Платоныч встал, закрыл глаза и вытянул руки вперед, будто принял по строгому врачебному приказу позу Ромберга. «Явственное покачивание в позе Ромберга», – вдруг вспомнилось ему. Эти слова произносил кто-то из прошлого, из давней студенческой компании. Медики развлекали музыкантов историями про ночные вызовы, журналисты запоминали детали и термины.

– А вот я бы хотела попасть на вскрытие! – дерзко сказала девушка в клетчатой юбке. Юбка была из набора скромницы, как и длинная коса и скрипка в футляре, которую девушка таскала за собой повсюду в надежде – вдруг попросят сыграть? И тогда можно будет показать всё сразу: и быстрые пальчики, и покорную шею, и глаза, полузакрытые в экстазе.

– На стол или посмотреть? – отозвался будущий врач Иван Орлов, которого в компании звали Орел Иванов.

– Как смешно! – обиделась музыкантша. – Мне хочется увидеть эти мертвые тела.

«Идиотка», – решил Платоныч. Он тогда был, кстати, еще не Платоныч, а студент второго курса журфака Алексей Платонов. И рядом с ним сидели две одногруппницы, Оля-как-ее-там и безымянная брюнетка, такая красивая, что было стыдно думать о ней, не то что смотреть на нее.
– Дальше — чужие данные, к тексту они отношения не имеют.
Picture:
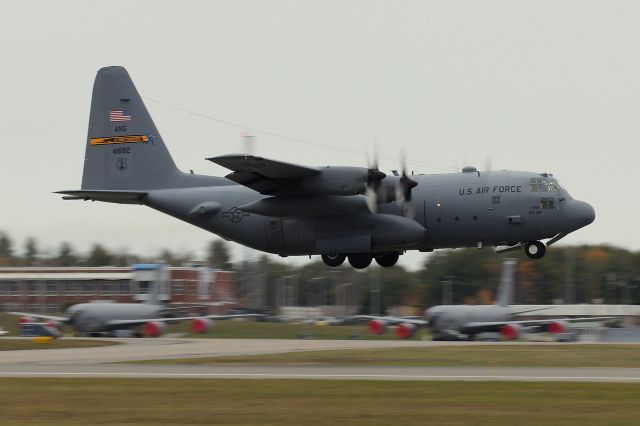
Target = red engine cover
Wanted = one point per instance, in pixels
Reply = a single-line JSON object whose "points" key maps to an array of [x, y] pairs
{"points": [[377, 327], [557, 327], [201, 325], [154, 328], [24, 319], [510, 331], [55, 324], [405, 330]]}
– Ну, если хочется, значит, пойдем! – развел руками Орел Иванов, и Алексей подумал, что они правда похожи на орлиные крылья. Голова у Орла была бритой, с вмятинами, как на переспевшем персике, на шее висела золотая цепь с медальоном – вот как эти часы на причале, а глаза – голубые, с красными прожилками. Будущий педиатр.

– Пойдем, пойдем! – запрыгала девчушка со скрипкой.

Грудь ее не соответствовала общему замыслу, выбивалась из него в прямом и переносном смысле – и тоже прыгала вверх-вниз. Орел зачарованно следил за процессом, брюнетка возмущенно отвернулась.

– Ирина, ты с нами? – Скрипачка схватила брюнетку за руку, и та кивнула, без всякой, впрочем, охоты. Оля-как-ее-там к тому времени испарилась, зато пришла Ленка безликая Снегирева в красном свитере и с Тромбоном. Совсем недавно у нее был Гобой Сережа, потом его сменил Тромбон, тоже Сережа, которого медики быстро переименовали в Тромба.

Странно всё вспоминается – частями, заплатами.

Руфь в последние годы увлеклась аппликациями – клеила их из всего, что попадалось под руку, – тоже какие-то заплатки, частички подобранной жизни, своей и чужой. Платоныч однажды увидел в альбоме осенние листья и бумажные клочки с подплывшими фиолетовыми буквами, бессмысленными закорючками, а ниже – окончательная мерзость, чьи-то локоны, тоже включенные в композицию.

Когда жена собирала пазлы, это было еще куда ни шло – сидела сгорбившись за большим столом и просеивала неровные фрагменты.

– Труднее всего с небесами, – вздыхала.

Платоныч от жалости к ней, от брезгливости, замолкал, уходил из дому, а вернувшись, видел всё ту же круглую спину, одно плечо выше другого. Телевизор бубнит что-то тихое, сам для себя, на столике кусочек неба. Размером с овчинку.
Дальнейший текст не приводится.